Rendra menyandarkan kepala ke sofa. Lelah. Menyesali keputusan menyuruh Pandu dan Silva segera kembali ke Javadiva, padahal ia membutuhkan seseorang di sini. Seharusnya ada sosok orangtua bersama, tapi kehadiran mereka yang dipanggil mama dan papa sudah lama menghilang.

Panggilan tak terjawab dari Nikka dan Luna. Beberapa rekan kerjanya. Supir pribadi sekaligus pengawalnya, Soni. Bu Candra melakukan panggilan dua kali, enggan Rendra meneleponnya kembali. Ingin mengontak papanya, tapi tak ingin menyulut pertengkaran di rumah yang sudah seperti zona peperangan.

Ada beberapa pesan masuk, sama sekali tak ada minat membuka.

Satu pesan dari nomer tak dikenal, menyapa. Mungkin, ada yang menyebar promo, pikir Rendra. Ia lebih memilih pesan random daripada pesan dari orang-orang yang dikenal.

"Pak Rendra baik-baik saja?
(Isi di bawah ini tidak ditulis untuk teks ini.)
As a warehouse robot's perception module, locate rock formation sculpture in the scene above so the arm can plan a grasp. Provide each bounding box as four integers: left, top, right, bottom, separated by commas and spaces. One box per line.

Ini Najma, pakai nomer yang lain," pesan di sana berbunyi.

Rendra tertegun, menatap profil picture bergambar kucing.

"Silva bilang, ada musibah di keluarga Bapak. Kami mendoakan semua baik-baik saja. Mohon maaf kalau bikin rusuh di grup. Tentang Salaka dan Silva, serahkan pada kami."

Rendra tak menjawab. Ia hanya ingin membaca pesan itu berulang-ulang.

🔅🔆🔅

Hampir tengah malam, Rendra sulit memicingkan mata. Nikka yang masih berada di Maroko, aktif mengontaknya, mengajak mengobrol berbagai hal dan beberapa kali melakukan panggilan. Dengan halus, Rendra mengatakan di Indonesia sudah waktunya istirahat.

Semakin mencoba tidur, semakin sulit memicingkan mata.

Rendra menyambar gawai, menatap beberapa nomer dan melihat masih ada yang online.

"Kamu sudah tidur? Ada yang ingin kutanyakan."

Nomer itu tak menjawab segera. Rendra menyesal telah mengontaknya.

"Belum, Pak. Masih sibuk baca manuskrip."

"Silva memberiku serbuk perak. Haruskah kupakai?"

Terlihat seseorang mengetik jawaban di sana.

"Dipakai saja. Sepanjang hanya untuk memberi sugesti dan untuk pemakaian luar, gakpapa kan?"

"Ok."

Hening lama, percakapan itu seolah selesai. Seolah menggantung.

"Kamu bilang butuh banyak perak," Rendra memulai lagi. "Aku bisa mengusahakan. Dari Maroko, aku beli cukup banyak kerajinan juga perkakas rumah tangga. Asistenku bisa mengirimkan."

"Baik, Pak. Dikirim ke alamat mas Ragil saja. Nanti saya mintakan alamatnya."

Rendra mendengus, menyesal telah berniat baik.

Suara lenguhan Fuji membuat Rendra meninggalkan gawainya. Wajah adiknya berkeringat, tampak terpenjara dalam alam mimpi yang buruk. Sebentuk benda yang diberikan Silva masih tersimpan di kantong baju. Ada keraguan di hati, namun tak ada salahnya mencoba. Benar kata Najma, toh ini hanya sugesti saja dan juga pemakaian luar.

Hati-hati, Rendra mengoleskannya ke dahi Fuji.